How to Refinish Kitchen Cabinets Like a Pro

Cabinets represent the visual center of your kitchen, and refreshing them is the most cost-effective way to modernize the room. Painting them well requires more patience than raw talent; the difference between a amateurish finish that peels within a year and a resilient surface that lasts a decade comes down to your commitment to preparation and curing times. Surface contamination is the primary enemy of kitchen cabinets. Years of cooking oils and cleaning residues create a slick barrier that paint simply cannot stick to, regardless of how expensive the product is. If you treat the cleaning, sanding, and priming phases as the main event rather than a chore, the final coat of paint will lay flat, dry hard, and resist the daily abuse of a busy household.

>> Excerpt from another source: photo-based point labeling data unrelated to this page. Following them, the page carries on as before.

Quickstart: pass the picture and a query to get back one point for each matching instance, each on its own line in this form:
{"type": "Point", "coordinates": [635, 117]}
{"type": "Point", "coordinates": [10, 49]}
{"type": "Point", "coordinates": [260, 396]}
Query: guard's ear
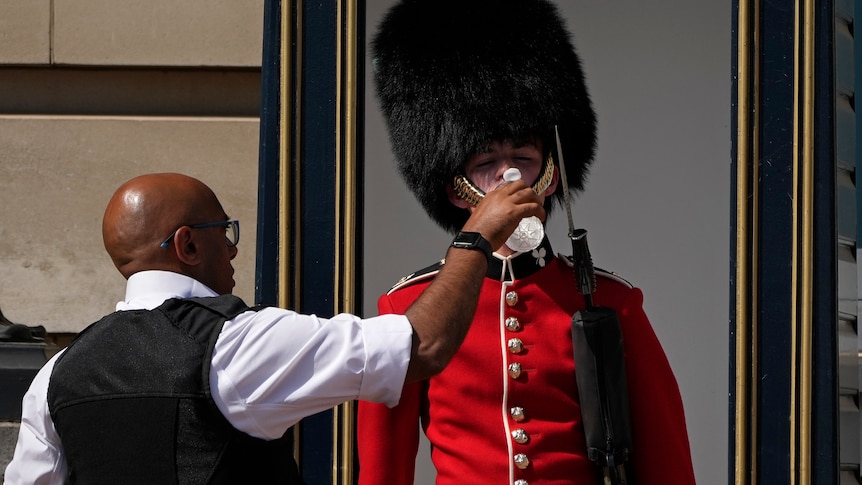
{"type": "Point", "coordinates": [454, 199]}
{"type": "Point", "coordinates": [185, 246]}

  1. Label Every Piece First. Remove all hardware, doors, and drawer fronts. Number each piece on the interior side with painter's tape so you know exactly where every hinge and door belongs when it comes time to reassemble.
  2. Strip Years of Grease Away. Scrub every surface with a heavy-duty degreaser or TSP alternative. If you skip this, your paint will fish-eye and eventually peel.

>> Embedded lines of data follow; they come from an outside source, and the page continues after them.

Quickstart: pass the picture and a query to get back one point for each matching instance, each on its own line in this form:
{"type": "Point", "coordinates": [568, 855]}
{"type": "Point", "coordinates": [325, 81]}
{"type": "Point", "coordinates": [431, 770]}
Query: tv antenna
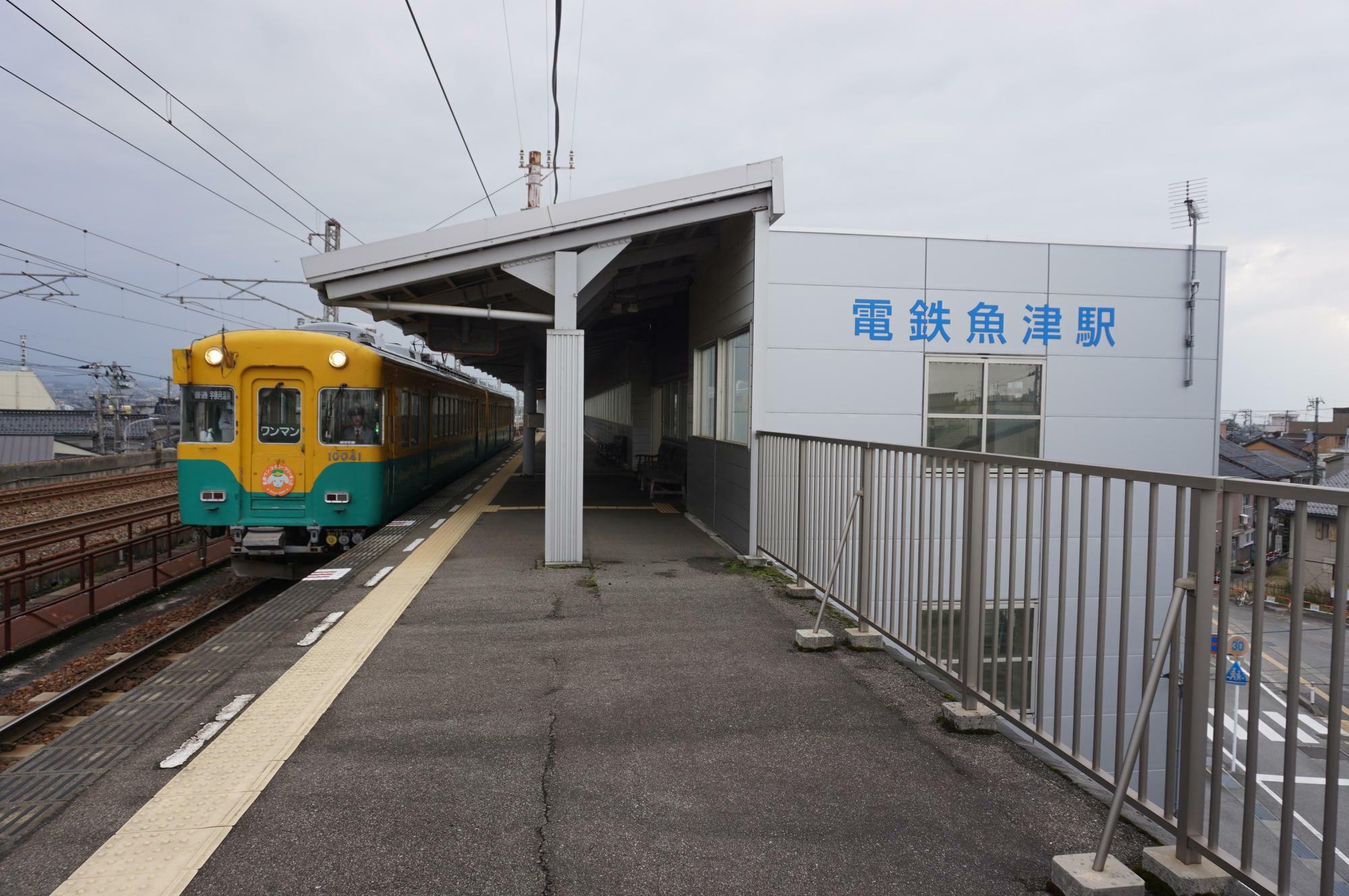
{"type": "Point", "coordinates": [1189, 204]}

  3. Scuff the Shiny Finish. Lightly sand all surfaces with 150-grit sandpaper to remove the factory sheen. You are not trying to sand down to raw wood, just creating a profile for the primer to grip.
  4. Lock in the Bond Layer. Apply a high-quality, oil-based or shellac-based bonding primer with a smooth-finish microfiber roller. Ensure even coverage without heavy buildup in the corners.

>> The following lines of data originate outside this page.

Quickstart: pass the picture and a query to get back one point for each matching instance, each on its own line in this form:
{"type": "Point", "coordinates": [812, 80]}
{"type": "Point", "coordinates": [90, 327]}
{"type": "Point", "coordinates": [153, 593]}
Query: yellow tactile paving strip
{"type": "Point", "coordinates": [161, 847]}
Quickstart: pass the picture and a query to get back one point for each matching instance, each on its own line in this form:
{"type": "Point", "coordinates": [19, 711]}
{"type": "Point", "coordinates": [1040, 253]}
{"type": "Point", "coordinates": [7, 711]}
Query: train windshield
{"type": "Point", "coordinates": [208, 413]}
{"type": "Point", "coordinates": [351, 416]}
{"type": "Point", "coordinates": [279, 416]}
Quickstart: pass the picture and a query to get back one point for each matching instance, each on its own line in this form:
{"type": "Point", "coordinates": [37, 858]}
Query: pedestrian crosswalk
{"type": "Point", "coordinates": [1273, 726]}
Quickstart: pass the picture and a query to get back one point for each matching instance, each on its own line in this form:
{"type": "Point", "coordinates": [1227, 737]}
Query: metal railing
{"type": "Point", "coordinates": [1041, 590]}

  5. Lay Two Thin, Even Coats. Apply two thin coats of waterborne alkyd enamel paint, allowing proper dry time between applications. Use a high-density foam roller for flat surfaces and a small brush for the crevices.
  6. Wait for Full Chemical Hardening. Let the paint cure for at least 48 hours before reinstalling doors. The paint may feel dry in hours, but it remains soft and prone to sticking to the frames if you rush this step.